Sprichwörtlich gründlich, wie Kant ist, fängt er am Anfang an: Der uralte Brauch, das Kind zu wickeln, entspricht in gar keiner Weise der Idee einer freien Selbstentfaltung des Guten im Menschen:
,,Man wickle aber nur einmal einen großen Menschen ein, und sehe doch, ob er nicht auch schreien, und in Angst und Verzweiflung geraten werde.'' (ebd., S. 716)
Der Philosoph rät zu ,,einer Art Schachtel, die oben mit Riemen bezogen ist'', p. 717. Das läßt der Natur, die man ,,nur nicht stören dürfe'', mehr Raum. Schließlich liegen ,,im Menschen nur Keime zum Guten'', p. 705 natürlich nicht ganz. Da wäre die Mühe der Erziehung ja glatt überflüssig.
Philosophische Grundsätze, so prinzipiell man sie auch nehmen muß, sollte man nie übertreiben. Stets kommt es aufs rechte Maß an, und immer ist das Gegenteil genauso richtig. Für die Nahrungsaufnahme der Kleinen gelten z. B. ganz andere Vernunftgesetze als dann, wenn sie wieder abgegeben wird. Soll der Erzieher im letzteren Fall der Natur ihren Lauf lassen, so ist in ersterem die Selbstzucht und Überwindung natürlicher Trieb das vernunftgemäß Zivilisatorische.

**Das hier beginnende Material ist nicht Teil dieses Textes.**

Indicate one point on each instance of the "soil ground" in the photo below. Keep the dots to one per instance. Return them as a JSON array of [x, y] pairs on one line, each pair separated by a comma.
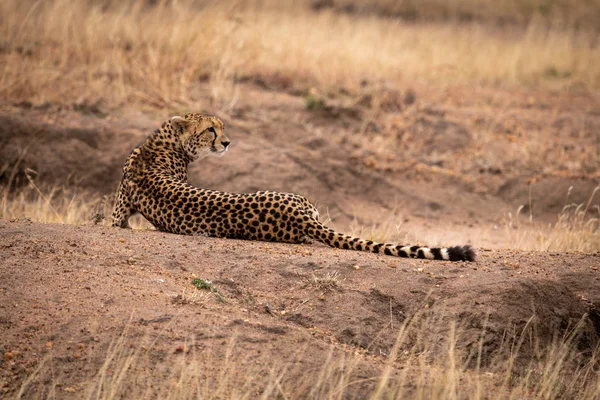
[[444, 168]]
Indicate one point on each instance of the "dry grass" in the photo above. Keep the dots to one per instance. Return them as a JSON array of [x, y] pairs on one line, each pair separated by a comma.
[[73, 52], [577, 229], [417, 367], [60, 205], [326, 281]]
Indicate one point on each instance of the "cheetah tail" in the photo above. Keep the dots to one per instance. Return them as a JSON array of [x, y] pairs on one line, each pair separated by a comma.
[[317, 231]]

Schließlich soll der kleine Hosenscheißer ein moralischer Verantwortungsträger werden und keine Kuh:
,,Was das andere betrifft, daß die Kinder zu allen Zeiten sollen essen können, so kann man hier wohl nicht die Tiere zum Beispiel anführen. Denn, weil z. E. alle Gras fressenden Tiere wenig Nahrhaftes zu sich nehmen, so ist das Fressen bei ihnen ein ordentliches Geschäft. Es ist aber dem Menschen sehr zuträglich, wenn er immer zu einer bestimmten Zeit isset.'' (ebd., S. 727)

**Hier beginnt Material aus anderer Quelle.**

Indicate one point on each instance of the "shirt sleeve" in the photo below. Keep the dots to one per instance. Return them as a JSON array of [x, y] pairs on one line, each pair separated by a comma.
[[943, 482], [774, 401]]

Andererseits geht beim Lernen freilich auch wieder vieles von selbst und alle künstlichen Hilfsmittel würden nur störend wirken, wenn ,,es darauf ankommt, daß die natürliche Geschicklichkeit kultiviert werde'', p. 725. Echt praktische Philosophie bietet dem Erzieher klare Handreichungen: Stets soll er entweder die Keime des Guten im Kind sich frei entwickeln lassen oder den Zögling führend biegen und beugen. Eines der beiden Vernunftprinzipien gilt immer man muß nur wissen welches! Beim Schwimmen heißt es z. B.: Finger weg vom Schwimmreifen! Man nehme statt dessen ein Ei:
,,Man lasse in einen Bach, wo, wenn man auf dem Grunde steht, der Kopf wenigstens außer dem Wasser ist, ein Ei herunter. Nun suche man das Ei zu greifen. Indem man sich bückt, kommen die Füße in die Höhe, und, damit das Wasser nicht in den Mund komme, wird man den Kopf schon in den Nacken legen, und so hat man die rechte Stellung, die zum Schwimmen nötig ist.'' (ebd., S. 725)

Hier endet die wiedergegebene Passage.